La bière de nos jours

portrait d’une industrie québécoise en pleine effervescence

La naissance des microbrasseries et brasseries artisanales au Québec remonte à la fin des années 80. Ce nouveau marché de bières de spécialité est venu assouvir les consommateurs en quête de produits de qualité, plus forts en goût et issus de notre riche terroir québécois.

Les microbrasseries ont fait leur apparition en deux vagues successives : une première au milieu des années 80, une seconde entre 1995 et 1996. Lors de la deuxième vague, plusieurs microbrasseries se sont implantées en région. Malheureusement, de cette deuxième vague, presqu’aucune n’a survécu... Une troisième vague semble s’être bien installée depuis quelques années et nous souhaitons la voir perdurer.

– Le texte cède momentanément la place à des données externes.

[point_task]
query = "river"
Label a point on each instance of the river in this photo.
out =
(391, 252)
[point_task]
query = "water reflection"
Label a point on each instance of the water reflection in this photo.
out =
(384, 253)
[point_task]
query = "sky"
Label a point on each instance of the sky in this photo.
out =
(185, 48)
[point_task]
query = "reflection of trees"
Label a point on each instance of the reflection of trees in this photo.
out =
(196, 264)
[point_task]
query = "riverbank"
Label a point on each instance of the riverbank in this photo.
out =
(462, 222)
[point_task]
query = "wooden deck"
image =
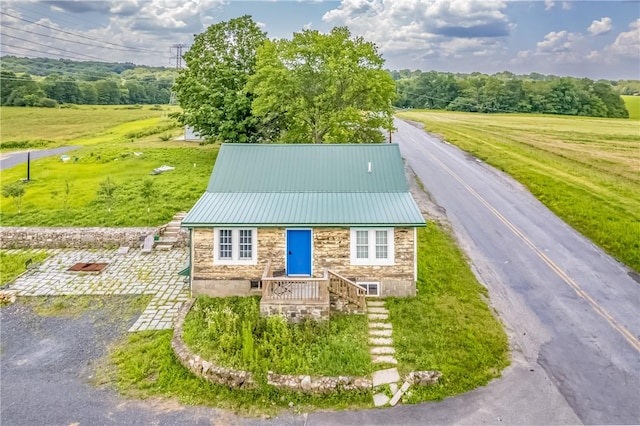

Du côté des brasseries artisanales, le premier permis fut octroyé au Cheval Blanc en 1987. En 1997, on comptait déjà une dizaine de ces établissements dans la province. Un chiffre qui a pratiquement triplé depuis dix ans ! Depuis les années 90, des changements ont été apportés aux règles de l’industrie brassicole et notamment l’élimination de barrières douanières. Ce fut alors une belle occasion pour les microbrasseries québécoises de s’implanter tranquillement sur le marché de l’exportation. Très tranquillement car l’exportation représente 3 % de leur production annuelle.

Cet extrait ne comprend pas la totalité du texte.